In early July, the Centers for Medicare and Medicaid Services (CMS) expanded the Hospital Compare website to include new measures related to outpatient care—including four measures related to the use or overuse of imaging services. These measures include "outpatients with low back pain who had an MRI without trying recommended treatments first, such as physical therapy”; “outpatients who had a follow-up mammogram or ultrasound within 45 days after a screening mammogram”; “outpatient CT scans of the chest that were ‘combination’ (double) scans”; and “outpatient CT scans of the abdomen that were ‘combination’ (double) scans.”
The information is already generating results. A July 11 article in the Chicago Tribune reports that Edward Hospital, Naperville, Ill, launched an investigation after learning from the website that its doctors were ordering double CTs for patients at far higher rates than other local hospitals. The data, which dates back to 2008, indicated that 70% of outpatients at Edward received double chest scans that year, compared with a national average of 5%.
Leonard Berlin, MD, vice chair of radiology at Northshore University HealthSystem’s Skokie Hospital in Skokie, Ill, says that these so-called “double-scans”—CT exams performed without contrast, then repeated with contrast if necessary—are in some ways a relic of an earlier era in imaging. (According to Hospital Compare, Skokie Hospital’s 2008 rates for double CTs of the chest and abdomen were 59% and 46%, respectively, also well above the national average.) “Historically, it was the standard of care to do a scan without dye first,” he says. “Now—rightfully—there’s a movement asking whether we really need the non-contrast scan. That’s a justifiable question, and people have been moving in that direction.” Berlin adds that while the double scan increases the patient’s radiation exposure, it can minimize the use of contrast material, which is the reason it became a common practice in the first place. “There can be complications with contrast,” he says. “It was a safety thing.”
Berlin notes that since 2008, the year the data was collected, Skokie has put its own measures in place to reduce the use of double scans. “I can tell you that today, non-infusions followed by an infusion are done infrequently,” he says. “There’s an awareness now. We’ve had conferences about this. It probably was overdone in the past, and it’s good that we’ve minimized it.” He adds that he is unsure where the data presented on the website originated. "I don't recall that data, and I can't find the original data on the website," he says. "So I don't know where the data comes from, or how accurate it is."
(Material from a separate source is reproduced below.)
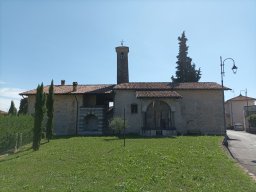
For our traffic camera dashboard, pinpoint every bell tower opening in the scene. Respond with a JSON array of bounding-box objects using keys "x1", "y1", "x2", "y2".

As far as the data’s impact goes, Berlin says that he and his colleagues around the country have observed a marked decrease in the number of CT scans ordered since dose became a hot topic in the media. “CT volume is way down,” he says. “There’s no question about that. Maybe that even shows how much unnecessary CT there’s been.” However, he adds that even as CT volumes have declined, MRI volumes have risen. “People are now opting for MRIs, which can cost two or three times as much as a CT,” Berlin says. “So people might be doing unnecessary MRs instead of unnecessary CTs, and the irony is that the cost will eventually be passed along to patients.”
Berlin predicts that with so much attention paid to CT radiation exposure in recent years, soon the onus will be on radiologists to present patients with dose information for every medical imaging exam they receive, enabling them to track lifetime cumulative radiation levels. Noting that patients may not know how to accurately interpret this data—after all, most US residents are exposed to three mSv of background radiation annually, and a chest CT is typically seven mSv—Berlin says it will be important for radiologists and referring physicians to educate their patients on imaging's risks and benefits. “We all have to use common sense,” he says. “The message for the patient is that you should always discuss with your doctor whether you really need an imaging exam. Patients shouldn’t be intimated to ask, and referring physicians shouldn’t be angry to answer.”